Once you handle the logic for the full load only data set in a separate table. Merge the data with the table with Incremental logic.
To merge two tables into one table, here are the options:
Merge these two data sets using a MV with UNION or UNION ALL with full load only. MV runs faster in that it can avoid re-extracting data. Full load only MV bypass the compaction process.
Use multiple data sets with full load only. For data which is available in Incorta, we can perform a Incorta over Incorta SQL by defining a postgreSQL data source that link to Incorta 5436 or 5442.
To add to to Dylan's points:
In case of data source as Files, You can specify different files for insert and update. When full load happens, the file specified
for insert will be used.
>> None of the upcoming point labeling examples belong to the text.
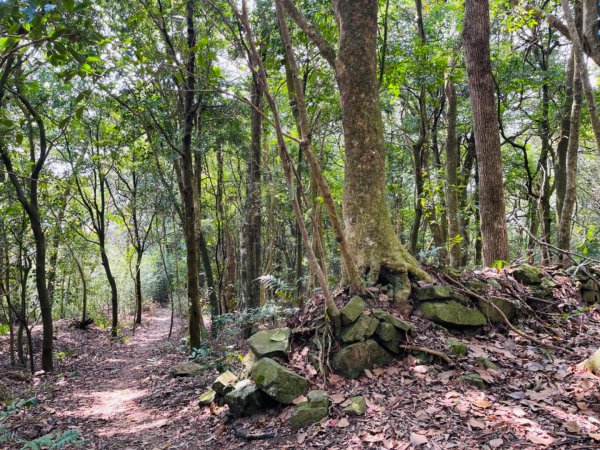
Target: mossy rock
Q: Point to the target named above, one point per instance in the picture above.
(352, 360)
(457, 348)
(318, 398)
(352, 310)
(186, 369)
(357, 406)
(473, 379)
(388, 336)
(508, 307)
(207, 398)
(271, 343)
(360, 330)
(224, 383)
(277, 382)
(392, 320)
(528, 274)
(452, 313)
(307, 414)
(433, 292)
(245, 399)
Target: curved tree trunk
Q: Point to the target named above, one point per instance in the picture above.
(476, 31)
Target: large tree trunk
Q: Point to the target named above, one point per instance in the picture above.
(476, 31)
(371, 238)
(454, 237)
(570, 196)
(560, 170)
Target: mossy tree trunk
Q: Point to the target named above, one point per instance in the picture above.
(375, 247)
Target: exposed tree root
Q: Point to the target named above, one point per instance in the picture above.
(502, 315)
(416, 348)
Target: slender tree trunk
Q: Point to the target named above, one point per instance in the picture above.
(138, 288)
(454, 235)
(114, 296)
(252, 232)
(580, 64)
(568, 205)
(476, 32)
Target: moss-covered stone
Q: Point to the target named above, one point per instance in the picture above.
(433, 292)
(487, 364)
(271, 343)
(245, 399)
(352, 360)
(357, 406)
(528, 274)
(186, 369)
(224, 383)
(307, 414)
(318, 398)
(457, 348)
(392, 320)
(360, 330)
(388, 336)
(508, 307)
(452, 313)
(279, 383)
(473, 379)
(352, 310)
(207, 398)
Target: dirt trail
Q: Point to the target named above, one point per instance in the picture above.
(118, 395)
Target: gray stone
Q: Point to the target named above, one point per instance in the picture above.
(245, 399)
(186, 369)
(590, 297)
(590, 285)
(271, 343)
(360, 330)
(352, 360)
(318, 398)
(527, 274)
(452, 313)
(224, 383)
(433, 292)
(279, 383)
(393, 320)
(357, 406)
(207, 398)
(457, 348)
(388, 336)
(307, 414)
(352, 310)
(508, 307)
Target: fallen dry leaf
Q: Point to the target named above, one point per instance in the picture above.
(343, 423)
(418, 439)
(496, 443)
(476, 423)
(482, 403)
(572, 426)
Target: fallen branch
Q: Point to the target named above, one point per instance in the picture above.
(247, 435)
(416, 348)
(502, 315)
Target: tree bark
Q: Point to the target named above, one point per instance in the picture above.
(476, 31)
(454, 236)
(568, 205)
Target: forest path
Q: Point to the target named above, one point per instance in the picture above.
(120, 395)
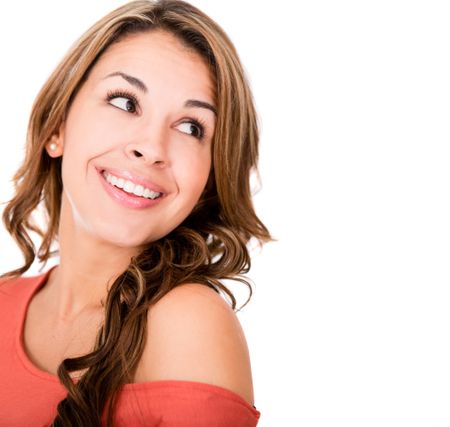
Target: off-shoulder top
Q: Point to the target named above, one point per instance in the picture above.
(29, 396)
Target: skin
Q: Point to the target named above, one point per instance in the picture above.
(98, 237)
(194, 334)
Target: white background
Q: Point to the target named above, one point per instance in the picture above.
(350, 320)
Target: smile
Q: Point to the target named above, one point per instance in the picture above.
(130, 187)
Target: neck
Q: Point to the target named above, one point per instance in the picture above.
(88, 267)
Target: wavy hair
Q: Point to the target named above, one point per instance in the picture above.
(210, 246)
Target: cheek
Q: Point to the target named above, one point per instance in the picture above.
(193, 172)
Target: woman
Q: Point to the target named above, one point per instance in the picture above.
(140, 147)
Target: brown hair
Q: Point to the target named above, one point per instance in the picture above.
(208, 247)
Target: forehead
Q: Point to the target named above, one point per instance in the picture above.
(159, 57)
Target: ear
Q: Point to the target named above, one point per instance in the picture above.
(55, 145)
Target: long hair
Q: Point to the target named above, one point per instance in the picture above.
(210, 246)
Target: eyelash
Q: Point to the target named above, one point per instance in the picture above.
(129, 95)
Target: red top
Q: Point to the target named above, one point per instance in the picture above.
(29, 396)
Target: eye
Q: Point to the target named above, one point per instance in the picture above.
(124, 101)
(192, 128)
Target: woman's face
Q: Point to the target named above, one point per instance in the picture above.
(144, 121)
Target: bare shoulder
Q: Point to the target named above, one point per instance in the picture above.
(194, 335)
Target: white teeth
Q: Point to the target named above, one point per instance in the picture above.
(130, 187)
(138, 190)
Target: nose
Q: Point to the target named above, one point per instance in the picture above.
(149, 146)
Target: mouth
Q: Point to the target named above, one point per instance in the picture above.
(128, 193)
(129, 187)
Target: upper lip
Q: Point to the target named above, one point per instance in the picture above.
(133, 177)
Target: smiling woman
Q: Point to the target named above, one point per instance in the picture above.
(140, 149)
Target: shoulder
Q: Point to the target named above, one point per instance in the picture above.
(193, 334)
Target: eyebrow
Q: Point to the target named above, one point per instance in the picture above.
(140, 85)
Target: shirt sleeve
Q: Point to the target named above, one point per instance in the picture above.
(182, 404)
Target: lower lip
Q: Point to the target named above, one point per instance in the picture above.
(126, 199)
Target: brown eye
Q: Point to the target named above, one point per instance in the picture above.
(192, 129)
(123, 103)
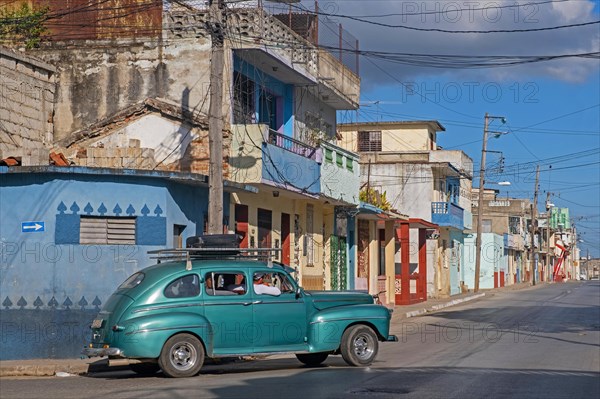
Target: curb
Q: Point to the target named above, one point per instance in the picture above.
(45, 370)
(61, 368)
(434, 308)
And for incremental, the file specified for update will be used.
This way you can have two different data source files.
I use different tables in my full and incremental load because we have a table of daily activity and a table of history.
We pull from the daily activity table every day for an incremental load, but if we ever had to do a full load and start over we'd pull everything from the history table.
Very important: these two tables have exactly the same schema (fields and data types).
Mike, I believe this should work as long as the 2 SQLs use the same Data-Source itself.
Incorta-Table using Data-Source OracleDBTest
Full load SQL:
select columnA, ColumnB from Table A (history)
Incremental load SQL:
select columnA, ColumnB from Table B (daily) WHERE created_date > ?
History and Daily Table must exist in the same data source.
Note: if they exist in a different data source, then this can also be accomplished but only in a Materialized View.